Identify the QI methodology and quality tools/techniques to be utilized throughout the organization. Describe the process:
- The purpose of a QI initiative is to improve the performance of existing services or to plan new ones. Strategies for improvement in the existing process can be identified by using QI tools such as benchmarking, fishbone diagram, root-cause analysis, etc.
- The PSDA (Plan-Do-Study-Act) cycle is one of the widely used QI methodology in health care for testing a change on a small scale—by planning change and collecting baseline data, testing the change and collecting data, observing the results and analyzing the data, and acting on what is learned. If the change did not result in improvement in the process, try another strategy. If the change resulted in improvement, adopt the change, monitor the process periodically, and implement the change on a larger scale.
- A number of other QI approaches have also been used in healthcare. Based on your organizational priorities, the QI committee can choose a preferred approach.
- Six Sigma's (Define, Measure, Analyze, Improve, and Control)
- FADE (Focus, Analyze, Develop, Execute, and Evaluate)

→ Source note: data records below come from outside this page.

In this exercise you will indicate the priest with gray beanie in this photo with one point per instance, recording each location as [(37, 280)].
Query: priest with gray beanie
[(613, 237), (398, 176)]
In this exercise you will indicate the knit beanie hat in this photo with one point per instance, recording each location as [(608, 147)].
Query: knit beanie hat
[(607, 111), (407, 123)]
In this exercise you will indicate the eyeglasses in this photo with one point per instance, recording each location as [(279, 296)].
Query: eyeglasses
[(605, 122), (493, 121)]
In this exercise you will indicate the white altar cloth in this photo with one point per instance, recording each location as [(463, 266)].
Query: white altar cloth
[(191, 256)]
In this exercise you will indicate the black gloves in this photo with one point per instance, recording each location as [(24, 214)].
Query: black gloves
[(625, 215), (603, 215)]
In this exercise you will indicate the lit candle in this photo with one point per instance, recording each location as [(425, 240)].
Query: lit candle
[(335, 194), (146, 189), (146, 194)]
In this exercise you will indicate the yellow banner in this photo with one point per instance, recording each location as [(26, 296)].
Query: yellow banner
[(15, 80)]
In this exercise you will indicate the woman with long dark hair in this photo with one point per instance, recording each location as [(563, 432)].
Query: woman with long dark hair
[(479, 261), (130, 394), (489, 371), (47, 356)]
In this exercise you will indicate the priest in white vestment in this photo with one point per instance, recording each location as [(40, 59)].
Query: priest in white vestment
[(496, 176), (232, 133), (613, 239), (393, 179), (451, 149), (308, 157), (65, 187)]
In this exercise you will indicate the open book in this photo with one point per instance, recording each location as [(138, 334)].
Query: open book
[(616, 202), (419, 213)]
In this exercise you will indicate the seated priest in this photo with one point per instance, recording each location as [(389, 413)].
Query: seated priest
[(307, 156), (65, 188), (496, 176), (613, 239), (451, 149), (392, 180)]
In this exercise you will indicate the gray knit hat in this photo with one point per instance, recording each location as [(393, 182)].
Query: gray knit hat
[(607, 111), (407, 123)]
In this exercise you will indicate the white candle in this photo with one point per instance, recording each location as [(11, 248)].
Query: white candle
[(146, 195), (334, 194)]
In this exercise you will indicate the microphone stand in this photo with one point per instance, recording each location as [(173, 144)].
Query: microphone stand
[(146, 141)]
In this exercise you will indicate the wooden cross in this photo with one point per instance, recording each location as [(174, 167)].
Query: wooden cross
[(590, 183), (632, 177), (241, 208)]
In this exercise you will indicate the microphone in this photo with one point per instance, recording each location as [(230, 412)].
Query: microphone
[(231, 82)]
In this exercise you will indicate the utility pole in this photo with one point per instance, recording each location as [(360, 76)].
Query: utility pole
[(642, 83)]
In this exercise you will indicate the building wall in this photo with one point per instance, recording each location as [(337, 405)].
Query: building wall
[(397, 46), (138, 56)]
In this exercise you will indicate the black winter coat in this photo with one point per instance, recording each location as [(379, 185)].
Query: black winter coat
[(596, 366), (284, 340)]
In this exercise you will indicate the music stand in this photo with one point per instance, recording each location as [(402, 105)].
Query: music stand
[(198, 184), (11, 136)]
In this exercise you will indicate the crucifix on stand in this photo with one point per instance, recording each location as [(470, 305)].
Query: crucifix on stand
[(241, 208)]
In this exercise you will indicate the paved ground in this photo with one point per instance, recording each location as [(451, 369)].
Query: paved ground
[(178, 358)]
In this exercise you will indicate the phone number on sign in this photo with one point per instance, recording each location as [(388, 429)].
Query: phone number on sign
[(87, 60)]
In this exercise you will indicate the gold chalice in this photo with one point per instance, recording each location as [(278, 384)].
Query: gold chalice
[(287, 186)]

Describe how quality is communicated throughout the organization on a regular basis:
Once a QI initiative is launched, it is important to have regular communication on quality improvement to all staff including the board and stakeholders. Regular updates on how the QI plan is being implemented, training activities being conducted, and improvement charting are important parts of any communication plan. The progress in QI projects can be documented using activity logs, issue identification logs, meeting minutes, etc. Improvement efforts can be communicated through the various methods, such as: kick-off meetings or all-employee meetings; story boards and/or posters displayed in common areas; sharing organization’s annual QI plan evaluation; e-mails, memos, newsletters and/or handouts; and informal verbal communication.
Approval of QI Plan and Annual Evaluation
Describe how evaluation will be done, when it will be done, who will be responsible for developing it, how the results will be documented and communicated; and who is responsible for reviewing and approving it:
A QI plan should be evaluated on an annual basis for effectiveness in achieving the goal. A QI committee will annually review and make suggested revisions to the QI plan. Based on an ongoing review, priorities will be set and opportunities for improvement identified for the next year. A report summarizing review process, findings, QI initiatives taken, suggested modifications, projects in progress, and recommendations for changes, will be compiled and forwarded to the Board for review.